Principles are also apolitical. No political action, movement, party, opinion, or “reality” alters the principles of justice themselves. The bottom-line minimum role of such principles is to enable any person anywhere at any time to independently ascertain what is or is not a justifiable act and why.

This may seem to be both a useful form of knowledge and also “impractical.” Yet in both the long run of history and the immediate gaze of moral conscience, such principles are among the most leveraged forms of knowledge. It is precisely this type of knowledge that is capable of producing multi-generation scale positive changes in society. It aids in informing immediate choices, such as ascertaining which legal practices to advocate and which to oppose. Implicit in this is the view that the just and the merely legal in a positivistic sense can and do differ.

Consider, for example, abolitionist opposition to the formerly “legal” practice of slavery. Abolition advocates applied first principles to identifying slavery as unjust even though legal systems permitted and actively supported it (including fugitive slave laws in force in so-called non-slave states). It did so regardless of worldly conventional wisdom of the time, which insisted that slavery had always existed and therefore always would and as a practical matter must—adding that there are certain “necessarily evils” that practical men of the world understand (and go along with). This is not only idle ancient history: the second Fugitive Slave Act was passed into law in the United States Congress so recently as 1850.
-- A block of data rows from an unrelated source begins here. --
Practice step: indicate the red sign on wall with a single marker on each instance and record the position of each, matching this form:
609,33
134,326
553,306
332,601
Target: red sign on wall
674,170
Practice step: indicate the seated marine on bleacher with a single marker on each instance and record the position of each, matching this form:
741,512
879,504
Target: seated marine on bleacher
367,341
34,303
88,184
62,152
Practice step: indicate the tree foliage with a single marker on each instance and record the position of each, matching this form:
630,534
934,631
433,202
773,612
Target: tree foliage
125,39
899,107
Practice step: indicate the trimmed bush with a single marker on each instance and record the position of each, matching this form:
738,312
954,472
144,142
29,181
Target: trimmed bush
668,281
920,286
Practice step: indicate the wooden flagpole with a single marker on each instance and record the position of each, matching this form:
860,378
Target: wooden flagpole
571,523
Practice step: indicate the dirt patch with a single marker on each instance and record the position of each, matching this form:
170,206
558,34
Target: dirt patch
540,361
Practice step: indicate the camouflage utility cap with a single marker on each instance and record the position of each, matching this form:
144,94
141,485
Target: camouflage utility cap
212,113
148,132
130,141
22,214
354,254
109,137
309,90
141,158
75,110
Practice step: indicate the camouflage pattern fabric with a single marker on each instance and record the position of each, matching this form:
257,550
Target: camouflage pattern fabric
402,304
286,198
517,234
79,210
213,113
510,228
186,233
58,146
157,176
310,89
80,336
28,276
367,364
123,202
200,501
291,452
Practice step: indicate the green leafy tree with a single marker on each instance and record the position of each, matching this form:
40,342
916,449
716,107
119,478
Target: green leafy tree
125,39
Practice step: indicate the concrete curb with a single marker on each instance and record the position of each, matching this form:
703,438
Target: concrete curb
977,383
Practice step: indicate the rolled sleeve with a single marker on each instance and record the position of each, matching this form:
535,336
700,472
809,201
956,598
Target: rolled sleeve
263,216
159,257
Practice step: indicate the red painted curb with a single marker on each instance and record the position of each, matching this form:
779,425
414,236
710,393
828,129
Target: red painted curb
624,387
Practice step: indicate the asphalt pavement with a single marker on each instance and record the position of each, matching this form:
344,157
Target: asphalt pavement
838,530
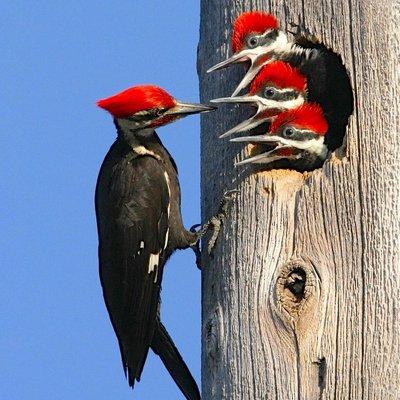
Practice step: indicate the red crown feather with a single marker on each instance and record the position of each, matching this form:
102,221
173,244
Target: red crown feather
281,75
308,116
135,99
257,22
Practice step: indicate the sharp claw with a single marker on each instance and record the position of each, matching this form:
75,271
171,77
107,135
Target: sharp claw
194,227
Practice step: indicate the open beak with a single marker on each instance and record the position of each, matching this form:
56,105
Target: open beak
278,153
183,109
257,119
251,55
250,75
296,144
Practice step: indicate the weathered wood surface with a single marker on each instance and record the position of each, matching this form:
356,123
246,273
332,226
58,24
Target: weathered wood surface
341,223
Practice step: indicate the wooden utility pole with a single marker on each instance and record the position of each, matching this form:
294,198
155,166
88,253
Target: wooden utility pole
265,336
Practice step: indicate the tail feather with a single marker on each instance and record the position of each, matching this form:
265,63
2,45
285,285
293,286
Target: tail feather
164,347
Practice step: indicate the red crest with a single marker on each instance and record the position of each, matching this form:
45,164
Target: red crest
308,116
135,99
280,75
257,22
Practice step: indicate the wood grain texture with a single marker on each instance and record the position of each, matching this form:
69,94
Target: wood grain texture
340,224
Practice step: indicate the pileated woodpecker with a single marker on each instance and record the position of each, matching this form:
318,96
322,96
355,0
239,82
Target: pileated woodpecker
140,225
257,39
276,88
298,136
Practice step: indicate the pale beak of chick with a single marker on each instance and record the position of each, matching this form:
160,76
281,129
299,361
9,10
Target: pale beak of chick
258,118
270,156
245,55
183,109
278,153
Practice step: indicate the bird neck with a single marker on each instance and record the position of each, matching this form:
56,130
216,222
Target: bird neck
143,141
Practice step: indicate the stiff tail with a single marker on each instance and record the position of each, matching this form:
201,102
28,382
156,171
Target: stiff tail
163,345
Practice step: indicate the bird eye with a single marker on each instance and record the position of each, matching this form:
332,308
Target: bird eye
252,42
269,92
288,132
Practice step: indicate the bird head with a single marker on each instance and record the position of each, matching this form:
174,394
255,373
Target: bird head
297,135
148,106
277,87
255,36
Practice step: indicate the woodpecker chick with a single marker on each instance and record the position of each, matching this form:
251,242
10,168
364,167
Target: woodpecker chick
277,87
140,225
254,36
298,136
257,38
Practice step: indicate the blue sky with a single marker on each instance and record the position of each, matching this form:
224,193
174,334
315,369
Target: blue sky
57,59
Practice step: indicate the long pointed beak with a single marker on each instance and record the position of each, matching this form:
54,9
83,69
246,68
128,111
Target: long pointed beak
260,139
257,119
250,75
273,155
184,109
238,99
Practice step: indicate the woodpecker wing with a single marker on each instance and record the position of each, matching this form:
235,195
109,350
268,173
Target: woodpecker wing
132,199
328,84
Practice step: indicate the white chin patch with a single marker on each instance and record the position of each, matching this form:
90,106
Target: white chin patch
153,262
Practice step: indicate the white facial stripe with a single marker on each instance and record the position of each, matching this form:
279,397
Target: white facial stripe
266,104
153,262
168,208
312,146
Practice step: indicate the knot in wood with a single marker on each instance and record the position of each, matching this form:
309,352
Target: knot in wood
295,287
212,334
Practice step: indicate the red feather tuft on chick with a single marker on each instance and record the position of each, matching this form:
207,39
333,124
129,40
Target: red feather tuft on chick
251,22
308,116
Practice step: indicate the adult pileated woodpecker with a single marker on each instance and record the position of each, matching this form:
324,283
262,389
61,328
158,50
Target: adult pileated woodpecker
257,39
276,88
140,226
299,136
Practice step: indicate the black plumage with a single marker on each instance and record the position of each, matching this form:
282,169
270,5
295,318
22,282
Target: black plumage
140,225
328,84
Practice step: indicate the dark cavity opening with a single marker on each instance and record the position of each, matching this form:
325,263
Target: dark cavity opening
296,282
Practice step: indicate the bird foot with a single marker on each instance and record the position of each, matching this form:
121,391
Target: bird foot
196,246
214,224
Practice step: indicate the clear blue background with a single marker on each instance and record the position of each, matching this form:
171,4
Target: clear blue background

A central theme in action-based jurisprudence is differentiating legal theory, legal practice, and ethics based on field boundaries, functions, and methods. The legal specifies the subject of property rights and the circumstances under which force can be justified in response to their violation. Legal theory is therefore narrow in scope. Broader questions of “right and wrong” fall under the scope and methods of both ethics and legal practice.

Confusing these domains has been central to the corruption of each (Graf 2011, Part IV). The logical endpoint of such mingling is the unbridled extension of the legal order into all questions of moral preference and right and wrong in general, also known as totalitarianism. Enforcing a version of “moral” or “correct” behavior, whether religious or secular, through legal means displaces legitimate legal justice with a twisted enforced moralism.

Conversely, the exercise of legitimate moral judgment is discouraged or banned, and the failure to employ such judgment excused, particularly for state agents themselves. Excusing state agents from personal responsibility for acts conducted in an official capacity promotes and enables mass immoral action by such agents. “Just doing my job,” “just following orders,” and “just enforcing the law” reflect an ideology that attempts to displace with positive law what is properly within the sphere of personal ethical responsibility.

Replacing law with ethics and replacing ethics with law both fail utterly as constructive strategies. Such mixing destroys useful functions of both law and ethics and promotes the many variants of police states watching over morally denuded populations.

Legal questions must be met with legal approaches and ethical ones with ethical approaches. Clear differentiation and healthy division of labor between law and ethics are part of the bedrock of civilization and are neglected at such civilization’s peril.

*Graf, Konrad. 2011. “Action-Based Jurisprudence: Praxeological Legal Theory in Relation to Economic Theory, Ethics, and Legal Practice,” Libertarian Papers 3, 19.